Subscribe

  • Subscribe

FAQs

What is the Aim of Online Marketing Hell?

I publish examples of foolishness, laziness, stupidity, and sin in the vast world of online marketing.  First, there is the entertainment value.  Second, there is the instructive value.  Each post must address both values to make it online.

Is the Object of this Blog to Tease People?

No.  As much as possible, I like to divorce the examples from people.

Why Concentrate on the Negatives?

First, no one would read the blog otherwise.  Second, I believe that by viewing abject examples of online marketing, it is possible for the intelligent online marketer to achieve greater success.  You will note that each post comes with a positive takeway for success.  There is no point in viewing negative examples if you cannot get something positive out of it.

Who Made You the Authority?

No one, and I do not claim to be an authority.  I am learning every day.

I Have Seen Your Own Work - You’re Not so Great

Point well taken.  And if want to level the playing field, below I mention a hideously bad campaign of my own. 

You Posted About Me and I Want the Post Removed

Think about this carefully first.  First, if you cannot take the criticism, you should be out of the profession.  Now consider this:

  • You are getting a free link.
  • You are getting free advice from Online Marketing Hell.
  • You are getting free advice from readers in the Comments section.

What is Your Own Brush with Online Marketing Hell?

This blog may piss off some people. They will say, “How are you the authority?” Or, “You’re not so great yourself.”

Instead of answering each person individually, I will point them to this story. It is a story of abject, ignoble failure. It is a story of overwhelming hubris and dumbness. After reading an interview with Rand Fishkin, where he mentions that humility is most important in online marketing, I present to you my story. 

In terms of failures, it cuts through all categories. Niches, keywords, domains, PPC, and more—it was just plain stupid.

Numbskull Niche

Apple was having problems with batteries for its Powerbooks catching fire. Being new to internet marketing, I figured: This is new and topical, surely it will bring in tons of traffic to a site devoted exclusively to that one narrow niche.  The problem is that it wasn’t even a niche; it was a news item.  Sure, if Powerbooks have been catching fire for ten years and there is a local and dedicated audience of readers who care about this…and who will click on related ads…then you’ve got something resembling a niche.  Mine was more than a bad nightmare than a niche idea.

Domain Dumbness

So I went to the worst domain registrar and webhost on earth, Dotster, and registered a domain.  www.apple-battery-recall.com, created a quick 5 page site with Microsoft FrontPage, threw in some original content, and added those almighty Google AdSense ads.

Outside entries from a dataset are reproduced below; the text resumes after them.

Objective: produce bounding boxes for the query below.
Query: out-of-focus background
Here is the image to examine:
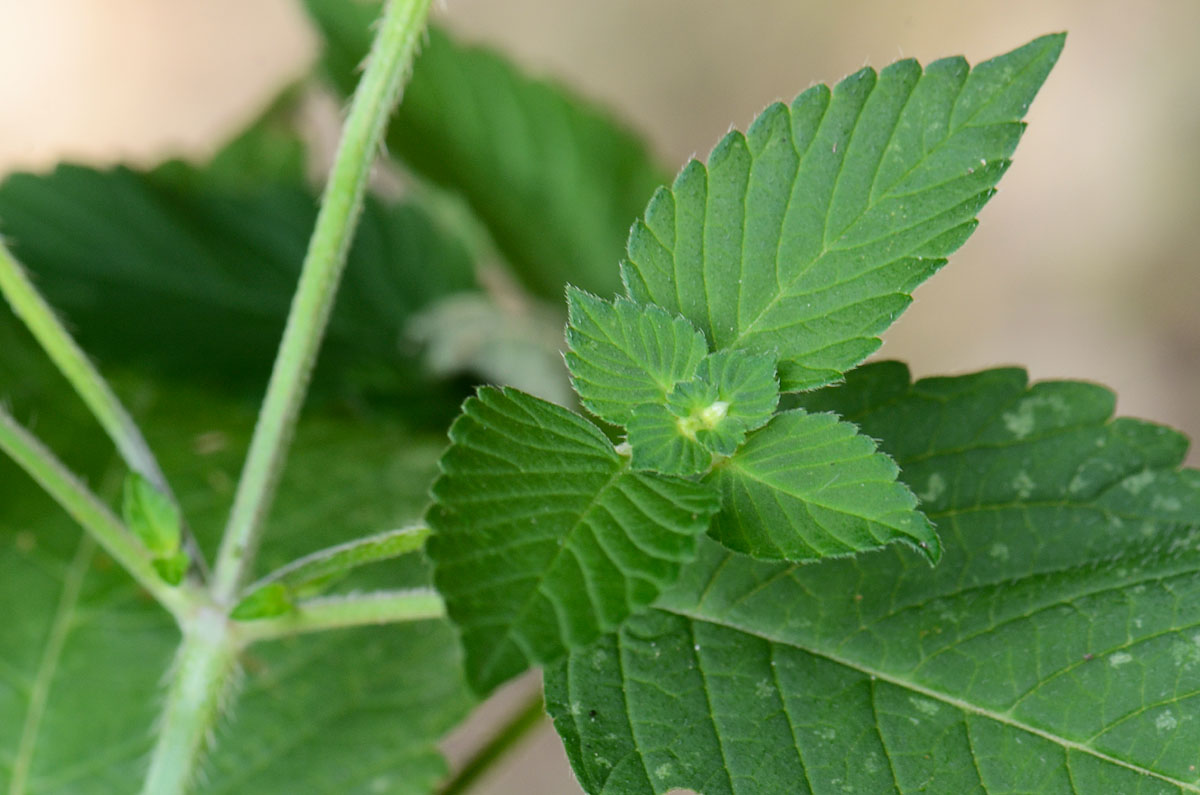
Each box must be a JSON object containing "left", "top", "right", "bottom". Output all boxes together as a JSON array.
[{"left": 0, "top": 0, "right": 1200, "bottom": 793}]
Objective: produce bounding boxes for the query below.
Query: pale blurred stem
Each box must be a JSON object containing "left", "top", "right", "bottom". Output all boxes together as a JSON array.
[
  {"left": 0, "top": 408, "right": 194, "bottom": 618},
  {"left": 214, "top": 0, "right": 431, "bottom": 604},
  {"left": 0, "top": 241, "right": 206, "bottom": 572},
  {"left": 438, "top": 691, "right": 546, "bottom": 795},
  {"left": 236, "top": 588, "right": 445, "bottom": 642}
]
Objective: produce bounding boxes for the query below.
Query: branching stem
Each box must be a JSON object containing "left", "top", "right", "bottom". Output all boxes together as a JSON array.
[
  {"left": 214, "top": 0, "right": 431, "bottom": 603},
  {"left": 238, "top": 588, "right": 445, "bottom": 642},
  {"left": 0, "top": 408, "right": 190, "bottom": 618},
  {"left": 0, "top": 241, "right": 170, "bottom": 494}
]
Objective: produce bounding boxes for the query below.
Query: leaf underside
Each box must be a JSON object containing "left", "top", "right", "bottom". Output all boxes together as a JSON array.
[
  {"left": 427, "top": 388, "right": 716, "bottom": 693},
  {"left": 622, "top": 35, "right": 1063, "bottom": 391},
  {"left": 546, "top": 363, "right": 1200, "bottom": 795}
]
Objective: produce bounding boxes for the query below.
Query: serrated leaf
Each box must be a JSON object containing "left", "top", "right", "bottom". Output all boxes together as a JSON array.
[
  {"left": 622, "top": 36, "right": 1063, "bottom": 391},
  {"left": 426, "top": 388, "right": 716, "bottom": 693},
  {"left": 566, "top": 287, "right": 708, "bottom": 425},
  {"left": 0, "top": 165, "right": 474, "bottom": 404},
  {"left": 305, "top": 0, "right": 665, "bottom": 301},
  {"left": 0, "top": 365, "right": 473, "bottom": 795},
  {"left": 667, "top": 351, "right": 779, "bottom": 455},
  {"left": 547, "top": 363, "right": 1200, "bottom": 795},
  {"left": 708, "top": 408, "right": 941, "bottom": 563}
]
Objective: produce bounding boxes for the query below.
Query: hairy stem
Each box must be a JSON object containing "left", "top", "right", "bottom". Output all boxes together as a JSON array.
[
  {"left": 236, "top": 525, "right": 430, "bottom": 593},
  {"left": 439, "top": 691, "right": 546, "bottom": 795},
  {"left": 142, "top": 606, "right": 238, "bottom": 795},
  {"left": 238, "top": 588, "right": 445, "bottom": 642},
  {"left": 0, "top": 408, "right": 191, "bottom": 618},
  {"left": 214, "top": 0, "right": 431, "bottom": 603},
  {"left": 0, "top": 243, "right": 170, "bottom": 504}
]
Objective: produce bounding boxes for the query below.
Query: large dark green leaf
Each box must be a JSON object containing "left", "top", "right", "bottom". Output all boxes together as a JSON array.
[
  {"left": 427, "top": 388, "right": 716, "bottom": 693},
  {"left": 622, "top": 35, "right": 1063, "bottom": 391},
  {"left": 305, "top": 0, "right": 664, "bottom": 301},
  {"left": 0, "top": 165, "right": 474, "bottom": 405},
  {"left": 547, "top": 364, "right": 1200, "bottom": 795}
]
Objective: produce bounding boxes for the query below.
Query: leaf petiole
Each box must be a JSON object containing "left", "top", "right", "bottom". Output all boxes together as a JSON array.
[
  {"left": 0, "top": 408, "right": 192, "bottom": 620},
  {"left": 233, "top": 525, "right": 430, "bottom": 618},
  {"left": 0, "top": 240, "right": 208, "bottom": 572},
  {"left": 236, "top": 588, "right": 445, "bottom": 644}
]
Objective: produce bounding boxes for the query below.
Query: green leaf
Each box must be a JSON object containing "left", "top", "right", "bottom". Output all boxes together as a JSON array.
[
  {"left": 622, "top": 35, "right": 1063, "bottom": 391},
  {"left": 546, "top": 363, "right": 1200, "bottom": 795},
  {"left": 121, "top": 472, "right": 184, "bottom": 556},
  {"left": 0, "top": 369, "right": 473, "bottom": 795},
  {"left": 0, "top": 166, "right": 474, "bottom": 402},
  {"left": 709, "top": 408, "right": 941, "bottom": 563},
  {"left": 566, "top": 287, "right": 708, "bottom": 425},
  {"left": 305, "top": 0, "right": 664, "bottom": 301},
  {"left": 629, "top": 351, "right": 779, "bottom": 476},
  {"left": 150, "top": 550, "right": 192, "bottom": 585},
  {"left": 426, "top": 388, "right": 716, "bottom": 693}
]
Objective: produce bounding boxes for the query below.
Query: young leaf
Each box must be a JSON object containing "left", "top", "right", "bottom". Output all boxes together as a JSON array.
[
  {"left": 305, "top": 0, "right": 664, "bottom": 301},
  {"left": 628, "top": 351, "right": 779, "bottom": 476},
  {"left": 622, "top": 36, "right": 1063, "bottom": 391},
  {"left": 121, "top": 472, "right": 184, "bottom": 557},
  {"left": 628, "top": 404, "right": 713, "bottom": 476},
  {"left": 427, "top": 388, "right": 716, "bottom": 693},
  {"left": 566, "top": 287, "right": 708, "bottom": 425},
  {"left": 546, "top": 363, "right": 1200, "bottom": 795},
  {"left": 667, "top": 351, "right": 779, "bottom": 455},
  {"left": 709, "top": 410, "right": 941, "bottom": 563}
]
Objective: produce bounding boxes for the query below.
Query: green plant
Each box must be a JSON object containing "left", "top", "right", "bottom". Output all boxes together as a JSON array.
[{"left": 0, "top": 0, "right": 1200, "bottom": 795}]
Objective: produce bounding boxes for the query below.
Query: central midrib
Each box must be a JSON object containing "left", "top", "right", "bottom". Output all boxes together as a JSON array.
[{"left": 659, "top": 608, "right": 1200, "bottom": 793}]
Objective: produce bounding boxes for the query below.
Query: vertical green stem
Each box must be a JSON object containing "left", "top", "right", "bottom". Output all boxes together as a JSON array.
[
  {"left": 0, "top": 243, "right": 170, "bottom": 494},
  {"left": 142, "top": 606, "right": 238, "bottom": 795},
  {"left": 214, "top": 0, "right": 431, "bottom": 603},
  {"left": 438, "top": 689, "right": 546, "bottom": 795}
]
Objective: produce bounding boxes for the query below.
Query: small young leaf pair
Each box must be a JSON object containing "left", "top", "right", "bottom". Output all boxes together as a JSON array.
[
  {"left": 566, "top": 287, "right": 779, "bottom": 476},
  {"left": 121, "top": 472, "right": 191, "bottom": 585},
  {"left": 566, "top": 288, "right": 940, "bottom": 562}
]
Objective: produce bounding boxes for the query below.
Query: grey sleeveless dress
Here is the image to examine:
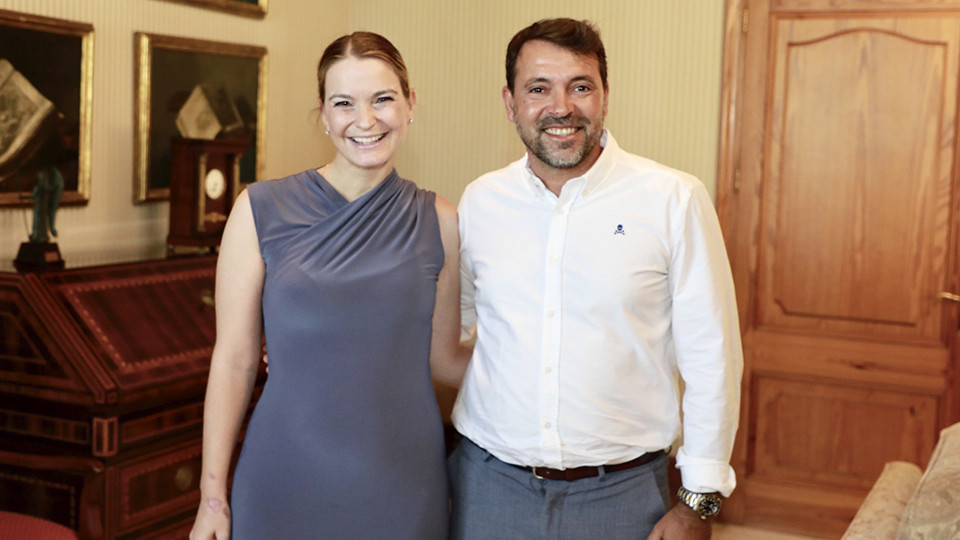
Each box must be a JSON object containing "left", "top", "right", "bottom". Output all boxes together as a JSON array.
[{"left": 231, "top": 170, "right": 448, "bottom": 540}]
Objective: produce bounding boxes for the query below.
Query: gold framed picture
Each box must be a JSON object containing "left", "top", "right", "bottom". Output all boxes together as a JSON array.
[
  {"left": 155, "top": 0, "right": 267, "bottom": 19},
  {"left": 0, "top": 10, "right": 93, "bottom": 207},
  {"left": 134, "top": 32, "right": 267, "bottom": 203}
]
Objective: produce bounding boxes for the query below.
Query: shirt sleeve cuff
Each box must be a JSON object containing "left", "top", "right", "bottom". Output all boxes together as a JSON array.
[{"left": 677, "top": 448, "right": 737, "bottom": 497}]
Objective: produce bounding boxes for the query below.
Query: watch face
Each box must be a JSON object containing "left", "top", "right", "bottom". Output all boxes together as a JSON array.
[
  {"left": 697, "top": 495, "right": 720, "bottom": 517},
  {"left": 203, "top": 169, "right": 227, "bottom": 199}
]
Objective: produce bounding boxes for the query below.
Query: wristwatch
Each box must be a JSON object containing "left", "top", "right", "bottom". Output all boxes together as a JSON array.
[{"left": 677, "top": 486, "right": 723, "bottom": 519}]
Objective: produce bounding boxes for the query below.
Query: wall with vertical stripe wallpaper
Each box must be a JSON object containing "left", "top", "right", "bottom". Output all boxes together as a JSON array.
[{"left": 0, "top": 0, "right": 723, "bottom": 270}]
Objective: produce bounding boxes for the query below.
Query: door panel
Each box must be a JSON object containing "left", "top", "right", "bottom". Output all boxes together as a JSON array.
[
  {"left": 718, "top": 0, "right": 960, "bottom": 538},
  {"left": 757, "top": 18, "right": 957, "bottom": 345}
]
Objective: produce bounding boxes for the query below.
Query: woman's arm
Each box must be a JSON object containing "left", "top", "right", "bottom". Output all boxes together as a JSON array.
[
  {"left": 190, "top": 191, "right": 264, "bottom": 540},
  {"left": 430, "top": 195, "right": 472, "bottom": 388}
]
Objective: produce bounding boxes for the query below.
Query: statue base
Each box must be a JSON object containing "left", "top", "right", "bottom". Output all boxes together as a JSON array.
[{"left": 13, "top": 242, "right": 63, "bottom": 272}]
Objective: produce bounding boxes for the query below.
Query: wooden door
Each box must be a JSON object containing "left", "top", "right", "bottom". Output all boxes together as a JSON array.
[{"left": 718, "top": 0, "right": 960, "bottom": 538}]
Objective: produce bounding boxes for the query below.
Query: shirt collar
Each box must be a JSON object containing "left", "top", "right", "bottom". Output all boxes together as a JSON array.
[{"left": 521, "top": 129, "right": 620, "bottom": 197}]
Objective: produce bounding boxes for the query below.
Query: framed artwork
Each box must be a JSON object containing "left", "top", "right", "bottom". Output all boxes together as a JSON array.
[
  {"left": 155, "top": 0, "right": 267, "bottom": 18},
  {"left": 0, "top": 10, "right": 93, "bottom": 207},
  {"left": 134, "top": 32, "right": 267, "bottom": 203}
]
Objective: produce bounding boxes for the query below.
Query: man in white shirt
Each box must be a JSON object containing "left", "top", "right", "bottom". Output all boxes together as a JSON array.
[{"left": 450, "top": 19, "right": 743, "bottom": 540}]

I published the site and sat back, rubbing my hands together, envisioning the hundreds of thousands of visitors. I figured that even if only 1% off the visitors clicked on an ad, I was set to make a fortune.

Within 30 minutes of publishing my site, I was Googling for “apple battery recall” in hopes of finding my site up there at #1 position.

Yeah, right. This plan was so flawed, it’s even hard to talk about today without a lump in my throat (excuse me while I dab my eyes here…)

 Oh wait - I did get one click.

I walked down to our local library, logged onto the Internet there, and click on one of my own Google AdSense ads.  I believe I made $0.05 from that.  Guilty as charged.  Here is the list of charges.  Readers will most likely add more charges…with glee.

  1. Indexing - Webpages take a long time to get indexed by the search engines.  Weeks, months…or never.
  2. Ranking - Once indexed, it doesn’t mean you will ever be found.
  3. Linking - My site had zero links.  You need to build up links pointing to your site.  I never had any intention of building links.
  4. Niche - It wasn’t really a niche - more of a news item.
  5. PPC - When I realized that no one would ever find my site, I ran it on Google AdWords.  Paying $0.25 per click to garner $0.07 per click ad revenue doesn’t make a lot of business sense.  And that was if everyone clicked on an ad.
  6. Appearance - It was obviously a lousy site, designed for the sole purpose of getting people to click on my AdSense ads—a practice that Google was already squashing by that time.

Not to mention lesser sins and stupidity like using a substandard dying application like Microsoft Frontpage, using a know-nothing company like Dotster, and, and…

The list goes on.

My Success Takeaway

My campaign was to online marketing what a marshmallow is to gourmet food.  You can’t ever hope to rehabilitate the marshmallow to make it gourmet:  you just throw it away.